Весь субботний вечер Мишель бродил по университетскому парку, бесцельно присаживался то на одну, то на другую скамейку и с ужасом думал: а вдруг родители Саусан откажут ему? Но тут же он начинал успокаивать себя: семья Абду хоть и христианская, но всем хорошо известно, что она никак не связана с правыми, с фалангистами или национал-либералами и что у нее всегда были прекрасные отношения и с шиитами, и с суннитами, и с друзами. Но тут его опять охватывали страхи и сомнения, и он срывался с места и бесцельно кружил по парку, выбирая самые безлюдные аллеи, пока усталость не заставляла его опускаться на очередную скамейку.

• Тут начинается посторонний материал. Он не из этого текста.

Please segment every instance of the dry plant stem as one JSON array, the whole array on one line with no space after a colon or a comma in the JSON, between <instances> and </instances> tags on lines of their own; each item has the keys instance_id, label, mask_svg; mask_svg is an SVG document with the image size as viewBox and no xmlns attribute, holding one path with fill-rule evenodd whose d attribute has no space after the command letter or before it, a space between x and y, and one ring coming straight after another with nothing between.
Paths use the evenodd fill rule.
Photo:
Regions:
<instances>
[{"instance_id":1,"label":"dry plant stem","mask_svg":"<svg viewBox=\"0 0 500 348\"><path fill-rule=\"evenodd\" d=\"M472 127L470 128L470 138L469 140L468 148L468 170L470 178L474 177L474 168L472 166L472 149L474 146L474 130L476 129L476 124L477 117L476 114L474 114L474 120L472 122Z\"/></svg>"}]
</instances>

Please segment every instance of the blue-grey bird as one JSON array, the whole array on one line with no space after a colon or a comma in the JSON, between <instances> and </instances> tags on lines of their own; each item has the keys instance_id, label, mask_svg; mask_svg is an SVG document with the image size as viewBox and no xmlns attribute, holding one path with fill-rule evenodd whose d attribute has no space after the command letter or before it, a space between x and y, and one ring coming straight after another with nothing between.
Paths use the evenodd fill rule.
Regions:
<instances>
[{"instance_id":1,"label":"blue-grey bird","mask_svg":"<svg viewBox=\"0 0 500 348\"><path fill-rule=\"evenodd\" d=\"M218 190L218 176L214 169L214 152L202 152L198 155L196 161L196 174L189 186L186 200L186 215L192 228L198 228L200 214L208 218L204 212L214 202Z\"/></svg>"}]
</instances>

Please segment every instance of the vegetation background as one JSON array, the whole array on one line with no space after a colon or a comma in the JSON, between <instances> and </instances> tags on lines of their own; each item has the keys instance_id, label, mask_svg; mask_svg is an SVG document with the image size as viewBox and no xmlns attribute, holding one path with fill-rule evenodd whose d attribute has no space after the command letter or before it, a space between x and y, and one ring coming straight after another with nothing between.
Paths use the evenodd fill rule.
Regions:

Поздно вечером он пошел в город, в свою пустую старинную квартиру, в принадлежавший еще его деду дряхлый двухэтажный дом, окруженный небольшим садом и огороженный массивной каменной стеной. Предприимчивые дельцы уже давно и много раз предлагали семейству Абду продать им этот дом на снос, чтобы на его месте построить многоэтажное бетонное здание с квартирами для сдачи или на продажу. Но земля в Бейруте дорожала с каждым годом, и к чему было спешить, если деньги, наоборот, обесценивались с каждым днем? В этом доме останавливались во время наездов в Бейрут братья Мишеля и их семейства. Дом охранял Хассан, старик-шиит, отец одного из арендаторов земель Абду. С ним жила его жена, сухонькая, но крепкая женщина средних лет, которая успевала управляться и с собственными детьми — четырьмя мальчишками от семи до пятнадцати, и приглядывать за домом и садом, и вести скромное холостяцкое хозяйство Мишеля. Старшие дети Хассана уже ходили с оружием, а маленький однокомнатный домик, в котором они жили, был похож на арсенал. Мишель знал, что, кроме автоматов и пистолетов, там имелись крупнокалиберный пулемет, гранатомет и даже легкий миномет. И сам Хассан, и его дети были членами воинственной шиитской организации «Амаль», что означает «Надежда», так что дом Мишеля находился под надежной охраной.